Daniel Rogers
Nov 30, 2022 15:31
After the Australian Bureau of Statistics published a monthly decline in the Consumer Price Index, AUD/USD bids approached 0.6670. The Australian CPI came in at 6.9%, which is lower than the 7.4% expected and the 7.3% previously reported.
It is not anticipated that a fall in Australian inflation will compel the Reserve Bank of Australia (RBA) to forsake its present 25-basis-point rate-hiking policy. Previously, the market anticipated that RBA Governor Philip Lowe would return to a 50 basis point rate hike structure in anticipation of a price inflation index increase.
This week, the Australian Dollar has been volatile due to China's protests about the Covid limitations set to battle the epidemic. People are upset and disappointed as a result of the zero-Covid policy's prolonged limitations on the movement of people, materials, and apparatus.
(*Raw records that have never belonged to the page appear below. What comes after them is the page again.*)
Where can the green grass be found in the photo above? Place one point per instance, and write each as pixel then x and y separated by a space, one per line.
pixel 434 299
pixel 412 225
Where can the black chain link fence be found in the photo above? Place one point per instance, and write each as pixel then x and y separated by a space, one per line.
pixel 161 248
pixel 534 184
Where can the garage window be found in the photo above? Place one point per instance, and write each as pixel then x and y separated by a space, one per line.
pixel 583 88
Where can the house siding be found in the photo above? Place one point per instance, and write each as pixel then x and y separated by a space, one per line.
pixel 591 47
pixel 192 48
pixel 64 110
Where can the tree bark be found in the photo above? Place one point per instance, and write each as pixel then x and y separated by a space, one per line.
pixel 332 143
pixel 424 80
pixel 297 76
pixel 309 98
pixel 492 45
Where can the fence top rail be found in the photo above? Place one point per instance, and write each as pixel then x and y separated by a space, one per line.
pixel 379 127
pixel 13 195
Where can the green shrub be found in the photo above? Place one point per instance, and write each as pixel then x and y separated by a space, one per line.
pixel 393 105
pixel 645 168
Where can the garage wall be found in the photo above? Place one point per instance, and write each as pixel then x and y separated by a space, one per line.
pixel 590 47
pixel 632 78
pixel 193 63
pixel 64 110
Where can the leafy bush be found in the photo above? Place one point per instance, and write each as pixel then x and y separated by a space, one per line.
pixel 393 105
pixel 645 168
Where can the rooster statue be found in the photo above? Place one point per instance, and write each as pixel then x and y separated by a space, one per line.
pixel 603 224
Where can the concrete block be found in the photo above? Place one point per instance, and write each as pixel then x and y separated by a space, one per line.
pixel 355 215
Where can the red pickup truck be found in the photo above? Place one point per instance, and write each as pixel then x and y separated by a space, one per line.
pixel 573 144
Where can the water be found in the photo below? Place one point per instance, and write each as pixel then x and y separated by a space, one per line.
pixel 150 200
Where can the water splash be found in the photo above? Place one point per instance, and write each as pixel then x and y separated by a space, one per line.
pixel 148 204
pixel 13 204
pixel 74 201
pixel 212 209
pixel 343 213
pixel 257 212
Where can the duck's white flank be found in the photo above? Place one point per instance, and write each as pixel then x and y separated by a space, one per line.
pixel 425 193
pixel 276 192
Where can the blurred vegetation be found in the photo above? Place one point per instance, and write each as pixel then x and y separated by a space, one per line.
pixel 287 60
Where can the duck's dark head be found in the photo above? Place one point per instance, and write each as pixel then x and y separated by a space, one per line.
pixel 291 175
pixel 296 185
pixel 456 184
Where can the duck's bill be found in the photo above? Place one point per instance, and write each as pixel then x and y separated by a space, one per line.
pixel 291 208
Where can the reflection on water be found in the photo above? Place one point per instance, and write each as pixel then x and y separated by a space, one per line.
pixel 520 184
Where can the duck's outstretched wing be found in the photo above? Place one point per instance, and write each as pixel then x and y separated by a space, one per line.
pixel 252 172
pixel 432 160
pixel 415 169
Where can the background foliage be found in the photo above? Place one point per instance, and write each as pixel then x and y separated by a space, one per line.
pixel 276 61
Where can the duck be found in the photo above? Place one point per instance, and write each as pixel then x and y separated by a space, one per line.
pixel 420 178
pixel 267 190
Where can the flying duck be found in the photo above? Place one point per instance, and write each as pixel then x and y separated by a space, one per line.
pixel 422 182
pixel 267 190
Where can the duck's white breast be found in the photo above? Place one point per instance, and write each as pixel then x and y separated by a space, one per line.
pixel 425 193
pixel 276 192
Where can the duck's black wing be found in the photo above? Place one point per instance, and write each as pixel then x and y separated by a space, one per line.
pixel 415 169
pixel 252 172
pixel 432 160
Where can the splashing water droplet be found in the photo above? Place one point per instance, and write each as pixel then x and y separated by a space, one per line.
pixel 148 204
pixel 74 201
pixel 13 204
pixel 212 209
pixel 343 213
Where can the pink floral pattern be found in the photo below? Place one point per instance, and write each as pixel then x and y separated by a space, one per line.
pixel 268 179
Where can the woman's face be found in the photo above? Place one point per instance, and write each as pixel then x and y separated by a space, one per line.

As the number of Covid instances climbed, the Chinese city of Zhengzhou, home to Apple Inc.'s largest production site in China, has lifted the lockdown of its major urban areas imposed five days ago. As China's most significant trading partner, the headline may encourage the Australian Dollar.
The US Dollar Index (DXY) has pushed its auction profile above the critical 106.80 mark during the Asian session. As investors have been anxious in anticipation of Jerome Powell's first speech as chairman of the Federal Reserve (Fed), the theme of risk aversion remains intact and may persist. This will provide crucial signals about the likely monetary policy action in December.
Other significant triggers, such as US Automatic Data Processing (ADP) Employment, Gross Domestic Product (GDP), core Personal Consumption Expenditures (PCE), and the Federal Reserve's Beige Book, will also be examined closely.